Baba playing bağlama, she knew, but smiling? That one was hard to picture. She had always known him as this serious man, very into his business, straight to the point. But yet again, the Baba that she knew wouldn’t visit Kurdish cafes or restaurants, much less within walking distance from the Kurdish Center. The Baba the woman was describing might as well be a completely different man. And he was; that man was Seyfo.

“Was that before or after you started sleeping with people for money?” Nagul heard herself say, and the smile that the woman was sporting fell flat in a matter of seconds, as she looked down at the spread the waiter had brought a bit earlier.

“We don’t have to talk about that right now,” she said. “Why don’t you let me tell you some more stories? Like the first time your dad prepared a spread like this, he even baked the bread himself, or so he said.”

She let out a little giggle as if, trying to get her on her side, but Naz did her best to remain unfazed. She did want to, though, to listen to some more stories of the Baba of before, of Seyfo. But that wasn’t why they were there, at least not Naz.

“You can tell me stories later. For now, all I want to know is why you decided it was better to sleep with people for money than to stay with us and be my mom.”

There was s pain in her words that she didn’t know existed.

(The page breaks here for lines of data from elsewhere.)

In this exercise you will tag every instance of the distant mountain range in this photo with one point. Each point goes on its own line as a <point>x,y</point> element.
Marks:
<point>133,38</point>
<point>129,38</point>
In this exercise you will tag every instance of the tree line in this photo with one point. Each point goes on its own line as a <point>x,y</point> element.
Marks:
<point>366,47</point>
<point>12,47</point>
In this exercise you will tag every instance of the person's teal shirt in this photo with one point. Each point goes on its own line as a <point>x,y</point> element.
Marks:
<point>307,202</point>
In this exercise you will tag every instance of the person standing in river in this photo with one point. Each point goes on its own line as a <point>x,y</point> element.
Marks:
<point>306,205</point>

“Naz, it’s not like that. There are two sides to every story, I just don’t know how much of this is appropriate to talk about with a seventeen-year-old. So, first, why don’t you tell me what you know, or better yet what they told you about me.”

“Why won’t you tell me your version, plain and simple?”

“Hmm, okay,” the woman said, with a look that said she was ready to give up. “Then, why don’t we do it this way, just ask me questions. Things you want to know.”

“Why do you sleep with people for money?” Naz insisted.

“Listen, Naz,” the woman said, her tone slightly more serious. “We can start with that one, but I feel that we aren’t close enough yet for me to be truly honest, so I’ll probably just waste your time with half-truths. Why don’t you try a different question first?”

“Okay,” Naz said, surprised at how easily she’d been convinced, yet knowing it was only because she had a more pressing question to ask, “did you meet Baba because he was your client?”